# Introduction to Local LLMs with Ollama

Time to get practical!

This notebook demonstrates how to run a local Large Language Model (LLM) using Ollama and LangChain. This will run entirely on your computer. 

Ollama allows us to run LLMs locally on our machine. LangChain is an SDK (library i.e. re-usable code) which makes it easy to interact with LLMs. 

## 1. Prerequisites

Before running this notebook, you need to install Ollama and download a model. Follow the steps below.

### 1.1 Installing Ollama

**macOS:**
- Download the installer from [ollama.ai](https://ollama.ai)
- Open the downloaded file and follow the installation prompts

**Windows:**
- Download the installer from [ollama.ai](https://ollama.ai)
- Run the installer and follow the instructions

**Linux:**

In [None]:
%%bash
curl -fsSL https://ollama.ai/install.sh | sh

Verify your installation (Windows, Mac, and Linux):

In [None]:
%%bash
ollama --version

### 1.2 Downloading the TinyLlama Model

Download the TinyLlama model (about 600MB). There is a big catalog of models you can download from Ollama including DeepSeek and others, but TinyLlama is the smallest, which is good for demo purposes:

In [None]:
%%bash
ollama pull tinyllama:1.1b

## 2. Setting Up the Python Environment

Install the required packages. We will install Langchain, which is one of the most popular libraries to interacat with LLMs. Langchain-ollama allows us to interact with models locally. 

In [5]:
%%bash
pip install langchain langchain-ollama



## 3. Using the LLM with LangChain

The code below allows us to interact with the tinyllama model hosted locally on our computers. We are simply sending the following message to the model: "I love programming".

Please read the code comments if you want to understand exactly what's going on. 

In [6]:
# Import the libraries
from langchain_ollama import ChatOllama
from langchain_core.messages import AIMessage

# Initialize the LLM. This is when we pick the model and the temperature (which controls the randomness of the output). llm is what we will use to call the model.
llm = ChatOllama(
    model="tinyllama:1.1b",
    temperature=0,  # 0 for more deterministic outputs
)

# We need to provide an array of messages to the model. The first message is always the system message, which tells the model what it is.

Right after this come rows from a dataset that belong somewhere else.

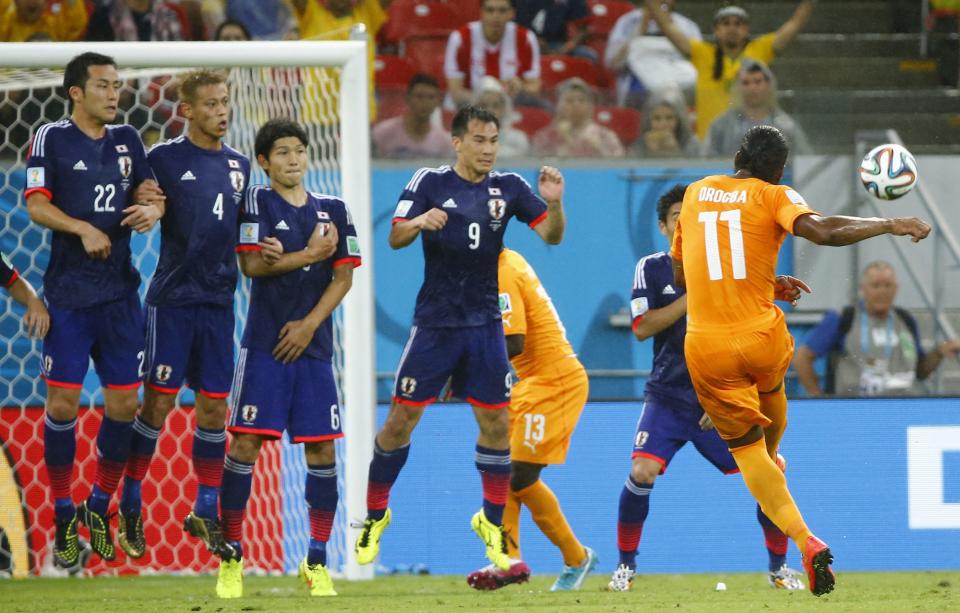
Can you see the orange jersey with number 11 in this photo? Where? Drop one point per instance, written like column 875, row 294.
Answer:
column 728, row 237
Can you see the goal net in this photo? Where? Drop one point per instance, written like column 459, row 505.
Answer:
column 307, row 81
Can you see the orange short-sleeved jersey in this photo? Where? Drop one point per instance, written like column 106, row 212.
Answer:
column 728, row 238
column 526, row 309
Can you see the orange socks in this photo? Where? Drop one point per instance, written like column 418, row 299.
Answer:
column 769, row 486
column 545, row 509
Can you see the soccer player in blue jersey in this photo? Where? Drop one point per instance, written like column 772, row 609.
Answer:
column 461, row 213
column 672, row 415
column 90, row 183
column 36, row 321
column 284, row 377
column 189, row 310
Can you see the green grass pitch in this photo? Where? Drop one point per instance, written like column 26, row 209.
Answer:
column 873, row 592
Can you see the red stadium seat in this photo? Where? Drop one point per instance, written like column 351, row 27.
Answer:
column 624, row 121
column 406, row 18
column 532, row 119
column 554, row 69
column 603, row 16
column 392, row 72
column 426, row 53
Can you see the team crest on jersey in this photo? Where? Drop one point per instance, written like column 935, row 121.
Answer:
column 126, row 166
column 498, row 207
column 163, row 373
column 248, row 413
column 236, row 180
column 408, row 385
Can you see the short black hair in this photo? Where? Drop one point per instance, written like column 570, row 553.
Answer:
column 274, row 130
column 763, row 152
column 421, row 78
column 231, row 22
column 76, row 73
column 467, row 114
column 673, row 196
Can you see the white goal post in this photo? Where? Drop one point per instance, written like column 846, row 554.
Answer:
column 350, row 57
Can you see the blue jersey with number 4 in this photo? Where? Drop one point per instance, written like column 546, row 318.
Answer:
column 91, row 180
column 204, row 190
column 278, row 299
column 460, row 261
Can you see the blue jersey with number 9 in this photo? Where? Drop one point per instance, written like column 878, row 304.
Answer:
column 460, row 261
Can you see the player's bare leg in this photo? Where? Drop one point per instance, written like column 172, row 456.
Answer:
column 113, row 447
column 767, row 483
column 237, row 482
column 322, row 495
column 209, row 446
column 59, row 440
column 493, row 462
column 146, row 429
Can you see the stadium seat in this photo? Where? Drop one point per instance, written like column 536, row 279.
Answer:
column 554, row 69
column 624, row 121
column 426, row 53
column 392, row 72
column 532, row 119
column 406, row 18
column 603, row 16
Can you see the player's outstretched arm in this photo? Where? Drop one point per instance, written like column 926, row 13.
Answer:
column 271, row 260
column 657, row 320
column 789, row 30
column 551, row 188
column 674, row 34
column 840, row 230
column 42, row 211
column 36, row 321
column 405, row 232
column 295, row 336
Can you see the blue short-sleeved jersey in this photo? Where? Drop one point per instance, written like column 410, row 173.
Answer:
column 204, row 191
column 653, row 288
column 460, row 261
column 91, row 180
column 276, row 300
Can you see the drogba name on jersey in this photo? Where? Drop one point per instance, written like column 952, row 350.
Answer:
column 460, row 260
column 204, row 191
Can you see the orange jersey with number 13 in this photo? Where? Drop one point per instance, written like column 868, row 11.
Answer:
column 728, row 238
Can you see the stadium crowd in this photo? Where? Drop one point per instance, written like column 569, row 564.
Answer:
column 651, row 81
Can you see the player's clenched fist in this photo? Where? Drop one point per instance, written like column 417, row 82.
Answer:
column 432, row 220
column 551, row 184
column 323, row 242
column 911, row 226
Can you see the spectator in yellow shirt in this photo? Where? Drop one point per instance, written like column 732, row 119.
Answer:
column 333, row 20
column 21, row 19
column 718, row 63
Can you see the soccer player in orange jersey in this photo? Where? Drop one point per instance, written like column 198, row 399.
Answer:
column 544, row 410
column 737, row 345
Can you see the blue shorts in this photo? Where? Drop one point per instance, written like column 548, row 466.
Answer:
column 270, row 397
column 191, row 342
column 111, row 334
column 664, row 428
column 473, row 359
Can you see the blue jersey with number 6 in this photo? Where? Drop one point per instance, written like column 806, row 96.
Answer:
column 460, row 261
column 204, row 191
column 91, row 180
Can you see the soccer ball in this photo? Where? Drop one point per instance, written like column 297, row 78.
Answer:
column 888, row 171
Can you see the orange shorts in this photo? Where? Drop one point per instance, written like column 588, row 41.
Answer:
column 544, row 411
column 729, row 370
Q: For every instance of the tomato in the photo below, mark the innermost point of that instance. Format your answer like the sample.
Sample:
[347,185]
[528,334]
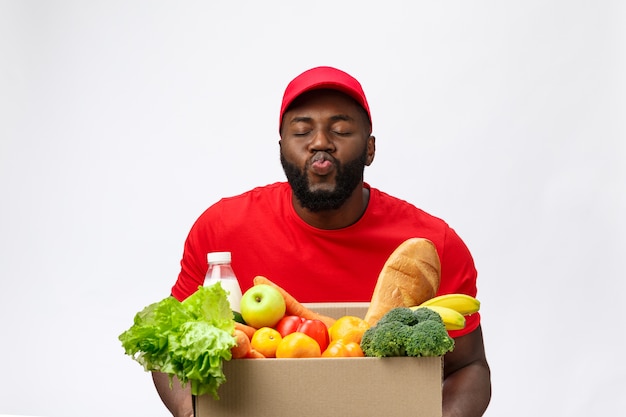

The second message is the human message, which is what we want to ask the model.
messages = [
    (
        "system",
        "You are a helpful assistant",
    ),
    ("human", "I love programming."),
]

# Send the array of messages to the model and get the response. The response is an AIMessage object, which contains the content of the message. Which we will print below.
ai_msg = llm.invoke(messages)

# Display the response
print(ai_msg.content)

I'm glad to hear that you enjoy programming! Here are some tips and resources to help you get started:

1. Learn the basics of programming: there are many online tutorials, books, and courses available that can help you learn the fundamentals of programming. Start with simple projects like creating a basic program in a language like python or javascript. 2. Join a community: join a programming community on social media or through a website like codecademy. This will give you access to a vast pool of resources and people who can help you learn and grow as a programmer. 3. Practice, practice, practice: the more you practice, the better you'll get at coding. Try to write your own programs and see how they work. You can also join online coding challenges or competitions to test your skills and improve your knowledge. 4. Take courses: if you have the time and money, consider taking a course in a programming language that interests you. This will give you a solid foundation of knowledge and 

## 4. Testing Different Prompts

Let's try a couple of examples to see what the model can do by changing the messaging array and using a different message:

In [7]:
# Ask for an explanation
messages = [
    (
        "system",
        "You are a helpful and informative AI assistant.",
    ),
    ("human", "Explain the concept of a neural network in simple terms."),
]

ai_msg = llm.invoke(messages)
print(ai_msg.content)

A neural network is a type of artificial intelligence (AI) system that mimics the way human brains process information. It consists of several layers of interconnected neurons, also known as nodes or units, which receive input data and produce output based on their connections to other nodes. The input data can be either numerical or categorical, and it is passed through a series of layers until it reaches the output layer.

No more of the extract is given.